今回は、配賦計算を実際に記事上でやってみようと思います。配賦計算と聞いて、「なんかゴチャゴチャしてて難しそうだよな」と思っている方もいらっしゃると思いますが、配賦計算そのものの考え方は単純明快です。

今回は例として、経理部社員の給料、火災保険料、水道代の配賦について考えます。

配賦係数の元情報の収集

まず、配賦係数を算出するために必要な情報を収集します。経理部社員の給料は売上高配賦、火災保険料は面積配賦、水道代は水道代配賦を行う事を想定して、それぞれの配賦係数の元となる情報を集めます。

売上高
(万円)
面積
(平方メートル)
業態
店舗A 100 120 飲食
店舗B 200 130 飲食
店舗C 500 100 飲食
店舗D 350 50 飲食
店舗E 600 200 物販
店舗F 100 60 物販
店舗G 50 70 物販

配賦係数算出

そして、次は配賦係数を算出します。売上高配賦は売上高の数字をそのまま、面積配賦は面積をそのまま持ってくればいいですね。そして水道代配賦は、物販店舗については配賦係数をゼロにします。

売上高配賦
配賦係数
面積配賦
配賦係数
水道代配賦
配賦係数
店舗A 100 120 100
店舗B 200 130 200
店舗C 500 100 500
店舗D 350 50 350
店舗E 600 200 0
店舗F 100 60 0
店舗G 50 70 0
配賦係数合計 1900 730 1150

配賦率の算出

次に、配賦率の算出をします。
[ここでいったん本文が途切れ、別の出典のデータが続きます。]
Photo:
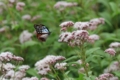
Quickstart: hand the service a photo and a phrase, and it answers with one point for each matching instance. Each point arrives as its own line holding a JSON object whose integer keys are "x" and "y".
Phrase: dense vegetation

配賦率は、(各収支管理単位の配賦係数)÷(配賦係数の合計)で求まります。簡単ですね。例えば、店舗Aの売上高配賦の配賦率であれば、

100/1900=0.05263 → 5.263%

という計算です。

売上高配賦
配賦率
面積配賦
配賦率
水道代配賦
配賦率
店舗A 5.263% 16.438% 8.696%
店舗B 10.526% 17.808% 17.391%
店舗C 26.316% 13.699% 43.478%
店舗D 18.421% 6.849% 30.435%
店舗E 31.579% 27.397% 0%
店舗F 5.263% 8.219% 0%
店舗G 2.632% 9.589% 0%
配賦係数合計 100% 100% 100%

配賦

で、配賦率を使って実際に配賦を行います。これは、配賦したい金額に対して、配賦率をかけるだけです。経理部社員の給料の店舗への配賦額であれば、

100万円 × 5.263% = 52,630円

です。楽勝ですね。

配賦対象 経理部社員の給料 火災保険料 水道代
配賦対象額 1000000 100000 50000
売上高配賦
配賦額
面積配賦
配賦額
水道代配賦
配賦額
店舗A 52630 16438 4348
店舗B 105260 17808 8695.5
店舗C 263160 13699 21739
店舗D 184210 6849 15217.5
店舗E 315790 27397 0
店舗F 52630 8219 0
店舗G 26320 9589 0
配賦額合計 1000000 100000 50000

以上で配賦計算は終わりです。簡単でしょう?

本当はこんなに簡単な配賦計算が、実際は難しく感じられるのはいくつか原因がありますが、配賦係数が多数あるために、配賦率を求めるための計算ロジックの量が多くなりがち、という事が挙げられます。でも、直接的な計算としてはこんなに簡単なんです。複雑怪奇に見えるロジックも、一つ一つ丁寧に見ていけば、簡単な事しかやっていないはずです。根気よくソースコードを読みましょう。